Dave’s voice boomed from the control booth
above
the studio. Hoping to cover the story
first, and thus smack an early, crippling
home run
useful for self-promotion for months to
follow, he had obviously decided to
break into
programming with a news bulletin
containing little news. It was May,
sweeps week, a
critical time to lure viewers to
the station. It wouldn’t matter to
him how stupid Laura
would look, interrupting a program to give
no news.
“Goddamn it! Heads are going to
roll for this one,” Laura screamed
after she’d
removed her microphone. She held her
breath then, waiting until Rob sauntered out
of
the studio. She needed him on her
side until the studio was automated. The
camera
equaled power, since his choice of angles and
camera position could make the difference
between her nose seeming prominent or
ugly. Someday she’d have the money to fix
those
faults, but not yet.
“Is it too much to ask to
have a few facts before we jump on
the air?” she yelled to
Dave, her invisible producer above. “I
know this is TV news, but facts,
some facts, are
important!” Feeling better after the tirade, she
walked out of the studio, back to her
desk.
Over the speaker, Dave said, “Have a
nice day, Sunshine.” Sunshine was the
nickname
he had given her two years ago when
she arrived to save their sagging news
ratings, fresh
from a Dayton Fox affiliate. At
first, he had seemed to like her. Six
months later, he began
complaining that “Sunshine” was raining on
his parade.
The public loved her. Laura knew most of
the staff at the station hated her as
much as
Dave did, but the station owners—the only
people who mattered in the end—decided
she
was their “it” girl. Her ticket was
written. She was biding her time
until an anchor spot
opened up in a bigger market at a
sister station. Her departure could not
come soon
enough for Dave or the rest of the
staff, Laura knew.
Once back at her desk in the
center of the noisy newsroom, Laura
thought, Today was
intriguing. For once, the news registered.

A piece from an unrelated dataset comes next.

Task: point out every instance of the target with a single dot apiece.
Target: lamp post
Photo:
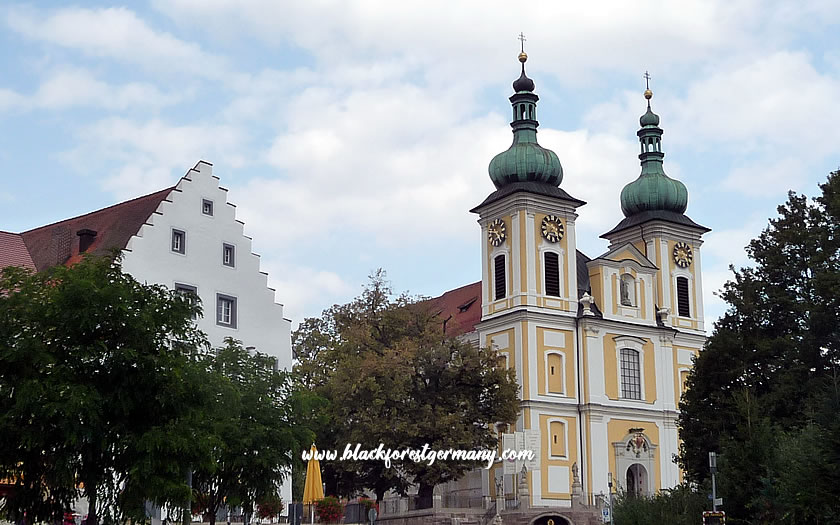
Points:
(713, 469)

She’d actually felt something, deep
inside,
almost like a stomachache, as she read
the story. It had to be his
house, she thought. But
who was the woman? Even now, Laura’s
heart was racing, and she realized her
fingernails
were drumming the fake wood veneer of
her desk. Fortunately, no one else
seemed to
notice her agitation.
Turning in her chair, Laura yelled, “Tony, call
all the hospitals in town. They
airlifted
the victims, so they’re probably
at Grant or University. I want the
names of both people
injured in that explosion, and I
want their status. Now, Tony, move!”
Laura knew the
stone-faced assignment editor couldn’t tell
the orders were a personal request;
she always
treated him in the same demoralizing
manner. Consistency is key, she thought to
herself
as she watched him fumble with the
computer keyboard at his desk.
For a moment Laura wondered whether
anybody at the station would connect her to
the explosion. No, she’d been discreet.
“Hey, Mike, is Headline News interested
in a feed?” she called out to
another editor,
before jumping out of her chair to
hover over his desk. This could be big.